The Official Connections Book Review: ‘Night’ by Elie Wiesel

2 weeks ago The Connections Staff 0

Ethan Benenson// Hunterdon County, NJ

Synopsis

Born in Romania to an Orthodox Jewish family, a profound dedication to Judaism was instilled within Elie Wiesel from birth. However, when the Nazis separated his family and sent him and his father to Auschwitz, Wiesel finds himself questioning his faith as he is suddenly thrown into a world of starvation, brutality and hopelessness. In this powerful memoir, Wiesel describes his personal encounters with depravity and evil, not only in the inhumane world around him, but within himself as well. Through hermetically sealed cattle cars, forced marches during blizzards, back-breaking labor, crippling terror and a dying father to support, living was an act of courage in itself. Wiesel’s vivid and philosophical portraits of humankind at its lowest and highest make this work a fundamental and unparalleled piece of Holocaust literature and a must-read for anyone seeking a more personal portrayal of Auschwitz. G-d, loss-of-innocence, human nature — it is all in this soul-reaching book that is a necessary piece of humanity’s story.

“Never shall I forget that night, the first night in camp, which has turned my life into one long night, seven times cursed and seven times sealed….Never shall I forget those moments which murdered my G-d and my soul and turned my dreams to dust. Never shall I forget these things, even if I am condemned to live as long as G-d Himself. Never.”

My Take

Rating: 10/10

When he is deported to Auschwitz, Elie Wiesel is already a teenageer. As an adolescent myself, I was able to connect with this novel on a much deeper level than any other Holocaust book I have read, for mixed in with Wiesel’s powerful emotions is a classic coming-of-age story.

I was moved by Wiesel’s disillusionment with the humanistic values he learned in synagogue as his childhood innocence and grand ambitions are crushed. After witnessing a public hanging of a Jewish child, Wiesel asks himself: “‘For G-d’s sake, where is G-d?’ And from within me, I heard a voice answer: ‘Where He is? This is where—hanging here from this gallows….” Although in our secular world it is of course not as extreme, a wavering of faith is still something every person experiences throughout their lifetime.

Looking at all the blessings in the Siddur, they can seem like a burden and chore to say because in my comfortable environment, faith is arguably just as difficult to maintain as it is for Wiesel in his extreme environment. When looking at it logically — the “Ishmael” way — it makes no sense to pray; I have everything I need, so why should I want anything else? On the other hand, from Wiesel’s perspective, G-d has taken everything away from him, so why should he praise a G-d that brings him nothing but pain?

Night has taught me that G-d is unlimited; that his omniscient presence in the universe should give us hope rather than cause despair, because hope for a better future is what led Elie Wiesel to survive and chronicle his experiences.
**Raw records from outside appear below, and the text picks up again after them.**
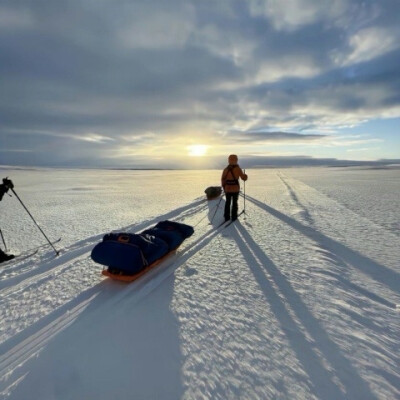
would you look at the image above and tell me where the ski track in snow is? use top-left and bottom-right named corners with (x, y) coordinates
top-left (0, 198), bottom-right (209, 343)
top-left (0, 196), bottom-right (224, 397)
top-left (175, 202), bottom-right (398, 398)
top-left (0, 169), bottom-right (399, 400)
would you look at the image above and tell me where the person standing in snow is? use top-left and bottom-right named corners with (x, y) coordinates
top-left (0, 177), bottom-right (13, 202)
top-left (0, 178), bottom-right (15, 262)
top-left (221, 154), bottom-right (248, 221)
The struggles Hashem throws us into, physical or mental, should instead be seen as trials that give us a chance to prove ourselves and bring more light into the world.
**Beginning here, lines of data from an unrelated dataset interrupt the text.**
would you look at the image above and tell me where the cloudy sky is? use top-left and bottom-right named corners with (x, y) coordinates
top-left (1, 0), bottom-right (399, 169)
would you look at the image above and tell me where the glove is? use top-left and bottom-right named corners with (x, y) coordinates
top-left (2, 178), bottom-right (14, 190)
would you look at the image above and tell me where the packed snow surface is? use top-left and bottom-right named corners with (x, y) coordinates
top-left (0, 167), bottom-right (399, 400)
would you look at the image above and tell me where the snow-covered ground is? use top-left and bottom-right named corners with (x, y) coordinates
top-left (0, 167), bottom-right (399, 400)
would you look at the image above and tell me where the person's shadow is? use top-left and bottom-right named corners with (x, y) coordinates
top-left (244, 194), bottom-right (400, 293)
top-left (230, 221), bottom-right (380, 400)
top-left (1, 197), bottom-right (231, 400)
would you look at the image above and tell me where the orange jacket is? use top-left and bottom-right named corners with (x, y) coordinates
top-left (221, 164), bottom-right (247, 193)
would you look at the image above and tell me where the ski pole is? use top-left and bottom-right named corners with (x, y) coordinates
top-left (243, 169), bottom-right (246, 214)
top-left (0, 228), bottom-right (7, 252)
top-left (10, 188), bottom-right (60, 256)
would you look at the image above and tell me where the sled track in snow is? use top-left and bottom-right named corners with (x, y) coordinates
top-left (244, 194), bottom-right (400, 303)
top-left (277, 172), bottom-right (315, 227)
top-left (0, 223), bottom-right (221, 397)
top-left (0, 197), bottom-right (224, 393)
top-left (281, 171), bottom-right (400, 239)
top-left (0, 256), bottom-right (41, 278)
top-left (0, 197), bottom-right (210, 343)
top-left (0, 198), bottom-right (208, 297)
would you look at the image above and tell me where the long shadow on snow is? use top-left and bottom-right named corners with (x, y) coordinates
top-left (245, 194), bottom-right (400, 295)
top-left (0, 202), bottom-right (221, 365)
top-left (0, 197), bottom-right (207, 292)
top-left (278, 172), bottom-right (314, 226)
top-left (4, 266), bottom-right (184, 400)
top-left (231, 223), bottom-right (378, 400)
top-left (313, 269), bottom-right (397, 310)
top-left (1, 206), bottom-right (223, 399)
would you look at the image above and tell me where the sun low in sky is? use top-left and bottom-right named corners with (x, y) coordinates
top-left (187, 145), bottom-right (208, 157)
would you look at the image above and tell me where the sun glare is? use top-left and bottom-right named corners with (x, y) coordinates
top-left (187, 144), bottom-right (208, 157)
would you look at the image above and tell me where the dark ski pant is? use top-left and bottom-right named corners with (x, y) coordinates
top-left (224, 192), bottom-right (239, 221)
Hashem inspires us to question our morals and who we are, for as Wiesel’s wise teacher back in Romania used to say, “I pray to the G-d within me that He will give me the strength to ask Him the right questions.” But what are the right questions? Perhaps we will never gain the strength to know their hard truths, but a great start would be reading the slim, yet profound, humbling and deeply inspiring Night by Elie Wiesel.